Ce que le cadrage courant passe sous silence

L’information a été présentée comme « Waymo étend ses trajets sans conducteur à l’UE ». Aucun véhicule sans conducteur n’est introduit en Allemagne. À court terme, il s’agit d’une personne qui conduit un van équipé de capteurs dans Munich — la première étape identique de tout programme de véhicule autonome, et une étape qui n’a rien de nouveau sur le plan réglementaire. L’autorisation n’est pas non plus acquise : Waymo indique qu’elle est « en discussion avec des responsables locaux, régionaux et fédéraux sur les approbations réglementaires et les étapes nécessaires ». La citation fédérale dans le communiqué confirme que l’Allemagne a mis en place un cadre juridique — pas que Waymo a été approuvée en vertu de celui-ci.

Les 20 millions de trajets sont des trajets américains

Waymo cite plus de 20 millions de trajets réalisés et des centaines de milliers de courses commerciales chaque semaine. Il s’agit dans les deux cas de chiffres cumulés mondiaux acquis dans des villes américaines. Ils ne disent rien d’un environnement opérationnel européen dans lequel le Waymo Driver n’a jamais été validé : rues étroites, tramways partageant la chaussée, priorité aux cyclistes et météo hivernale. Le message ne donne ni taille de flotte à Munich ni nombre de véhicules.

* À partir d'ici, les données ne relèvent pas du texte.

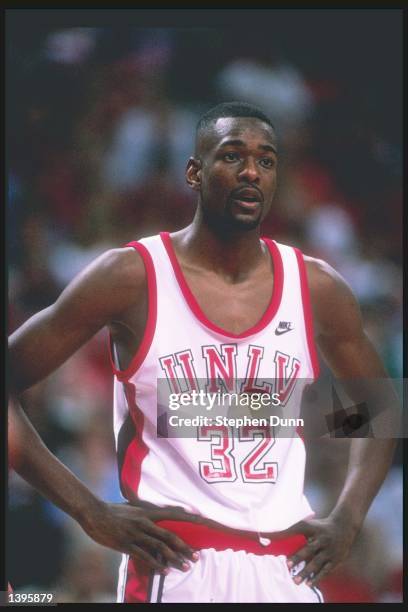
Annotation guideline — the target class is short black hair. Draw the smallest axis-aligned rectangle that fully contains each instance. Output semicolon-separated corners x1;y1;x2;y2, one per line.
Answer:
196;102;275;136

La vraie nouveauté est politique

Un secrétaire d’État parlementaire du ministère fédéral des transports et la chancellerie de l’État de Bavière ont tous deux signé l’annonce. Berlin utilise l’arrivée de Waymo comme preuve que la loi allemande sur les véhicules autonomes fonctionne — avant même que Waymo n’ait déposé une demande en vertu de celle-ci. Voilà l’enjeu : un cadre réglementaire à la recherche d’un cas emblématique pour le valider, et qui en trouve un quinze mois avant tout service.